Speaking of code violations, depending on how much you hate
memorizing codes, you might turn into something of a vigilante
inspector. This is another area where the people around you will
generally look at you funny: pointing out means of egress and other
code violations. I always hated memorizing codes, and even I
complain about flights of stairs that violate standard 7-11 ratios.
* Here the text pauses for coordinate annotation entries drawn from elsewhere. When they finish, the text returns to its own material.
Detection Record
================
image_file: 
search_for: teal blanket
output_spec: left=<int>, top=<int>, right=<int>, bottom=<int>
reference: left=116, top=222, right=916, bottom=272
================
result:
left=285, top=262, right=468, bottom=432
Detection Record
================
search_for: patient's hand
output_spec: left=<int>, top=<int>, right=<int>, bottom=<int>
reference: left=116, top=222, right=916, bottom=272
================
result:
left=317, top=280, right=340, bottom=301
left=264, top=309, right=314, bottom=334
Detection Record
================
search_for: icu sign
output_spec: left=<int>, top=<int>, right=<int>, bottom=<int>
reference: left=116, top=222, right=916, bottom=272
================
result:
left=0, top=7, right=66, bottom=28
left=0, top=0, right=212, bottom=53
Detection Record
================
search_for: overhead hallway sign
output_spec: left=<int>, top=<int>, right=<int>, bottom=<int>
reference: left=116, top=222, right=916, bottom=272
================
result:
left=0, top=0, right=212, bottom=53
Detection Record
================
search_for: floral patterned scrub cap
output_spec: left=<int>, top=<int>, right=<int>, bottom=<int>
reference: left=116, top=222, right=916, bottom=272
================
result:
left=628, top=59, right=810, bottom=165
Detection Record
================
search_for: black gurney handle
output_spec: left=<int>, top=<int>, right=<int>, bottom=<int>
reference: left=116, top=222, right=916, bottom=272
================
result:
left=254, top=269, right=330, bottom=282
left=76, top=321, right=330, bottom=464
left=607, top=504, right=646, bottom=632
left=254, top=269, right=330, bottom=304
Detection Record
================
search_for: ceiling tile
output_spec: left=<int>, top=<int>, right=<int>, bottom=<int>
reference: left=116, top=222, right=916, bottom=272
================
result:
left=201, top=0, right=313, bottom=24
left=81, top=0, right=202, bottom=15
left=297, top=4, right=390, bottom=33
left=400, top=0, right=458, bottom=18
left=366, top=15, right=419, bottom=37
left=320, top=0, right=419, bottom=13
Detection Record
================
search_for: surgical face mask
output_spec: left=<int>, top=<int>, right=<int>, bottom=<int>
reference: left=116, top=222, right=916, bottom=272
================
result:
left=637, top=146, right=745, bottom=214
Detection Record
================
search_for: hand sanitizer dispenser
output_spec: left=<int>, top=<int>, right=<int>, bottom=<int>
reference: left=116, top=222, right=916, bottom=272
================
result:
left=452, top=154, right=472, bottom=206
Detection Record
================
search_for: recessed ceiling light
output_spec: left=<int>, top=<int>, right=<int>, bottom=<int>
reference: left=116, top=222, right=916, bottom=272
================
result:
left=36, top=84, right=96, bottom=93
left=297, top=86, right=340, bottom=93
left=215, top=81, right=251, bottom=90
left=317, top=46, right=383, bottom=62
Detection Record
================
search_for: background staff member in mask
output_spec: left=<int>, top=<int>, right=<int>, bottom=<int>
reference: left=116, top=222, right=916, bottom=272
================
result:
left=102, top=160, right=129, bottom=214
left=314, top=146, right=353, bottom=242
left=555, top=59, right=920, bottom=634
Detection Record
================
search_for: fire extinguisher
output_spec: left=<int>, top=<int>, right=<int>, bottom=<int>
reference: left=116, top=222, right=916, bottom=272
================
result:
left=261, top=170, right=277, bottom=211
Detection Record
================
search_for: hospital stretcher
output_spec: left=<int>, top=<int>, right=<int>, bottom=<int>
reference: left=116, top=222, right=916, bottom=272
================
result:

"These stairs are definitely not code!" actually feels pretty good
to say while trudging up a too-steep flight, whether anyone else
cares or not. There's always the silent implication that you, as an
infinitely superior designer, would never have designed something so
difficult to use.
Not to say that all of the changes you experience will be so fraught
with complications. The other one quarter of the people who discover
you're an interior designer will view this as unspeakably urbane,
sophisticated, and cool. Don't think too hard about this, even if
your job is frustrating you at the time (as all jobs inevitably will
on occasion). Just bask in the glow of someone else's admiration.
One last word to the wise: if your doctor, after discussing your
career, ever tells you that s/he really wanted to be an interior
designer, but, you know, "I'd already done through med school..." do
not hesitate. Run. Find another doctor. He or she will probably
spend more time redecorating the lobby of their office than paying
attention to their patients. And yes, I speak from experience in
this as well.
What it all comes down to, I suppose, is that the phrase "I'm an
interior designer" is quite an effective ice breaker.
Unfortunately, you never know which way the glacier's going to float.